Cyprus has around 2,000 different types of plant, 140 of them native to the island, including 55 types of orchid. But you will also find roses in great abundance on the slopes of the mountains close to the centre of the island, where they are grown with grape vines.
Legend has it that bees -- essential to pollinate the vines -- may be drawn by the smell of the roses. But these roses are also used to make a powerful, traditional brandy, which will have you dancing on the tables in one of the tavernas after a couple of glasses. But be warned -- the hangover the next morning is like nothing you've experienced before.
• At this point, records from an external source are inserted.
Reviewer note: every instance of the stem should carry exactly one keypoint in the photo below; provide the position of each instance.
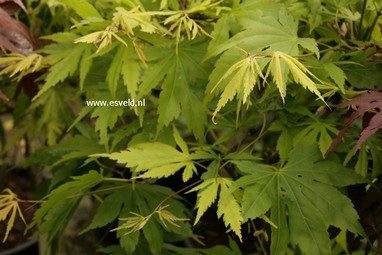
(371, 28)
(361, 20)
(177, 192)
(116, 179)
(261, 133)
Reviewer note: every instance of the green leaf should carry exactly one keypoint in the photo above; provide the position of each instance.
(126, 64)
(208, 192)
(56, 211)
(64, 59)
(108, 210)
(180, 74)
(229, 208)
(142, 200)
(298, 70)
(302, 198)
(274, 34)
(106, 117)
(155, 160)
(318, 130)
(83, 8)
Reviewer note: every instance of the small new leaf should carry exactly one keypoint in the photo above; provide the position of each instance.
(9, 207)
(154, 160)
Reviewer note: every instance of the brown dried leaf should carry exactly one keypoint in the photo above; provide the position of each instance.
(369, 106)
(14, 36)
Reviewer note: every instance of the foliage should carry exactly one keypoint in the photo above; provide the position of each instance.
(167, 113)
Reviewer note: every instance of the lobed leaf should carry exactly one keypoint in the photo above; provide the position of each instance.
(302, 199)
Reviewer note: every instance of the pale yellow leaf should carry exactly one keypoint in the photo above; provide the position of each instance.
(206, 197)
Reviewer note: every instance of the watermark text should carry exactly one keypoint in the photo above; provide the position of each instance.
(116, 103)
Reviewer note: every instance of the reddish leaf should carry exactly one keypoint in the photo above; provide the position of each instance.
(11, 6)
(3, 96)
(369, 106)
(14, 35)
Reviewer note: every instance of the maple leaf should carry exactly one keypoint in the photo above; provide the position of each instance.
(178, 75)
(9, 207)
(228, 206)
(301, 197)
(369, 106)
The brandy is just one of a range of products made here from the distilled petals of roses, introduced to the island in the 1930s by the Tsolakis family. Today, Christos Tsolakis and his wife Maria produce the traditional liqueur, as well as rose-infused wines. All of it is packaged in traditional, hand-crafted ceramic bottles, which you can see them producing and decorating at their workshop in Agros.
The easiest way to see Cyprus is by car, but make sure to pull over and take a walk -- with your water, hat and sunscreen -- along one of the official hiking trails on the island.
The Aphrodite Route, an eight-kilometre trail, takes you in the footsteps of the goddess of love and beauty, and is awash with colourful displays of wild flowers and strawberry trees, and the aroma of wild thyme and rosemary. Breathe in the views of the sparkling blue lagoons below from the peak of Moutti tis Sotiras, and you'll understand why this is considered the most beautiful walk in Cyprus.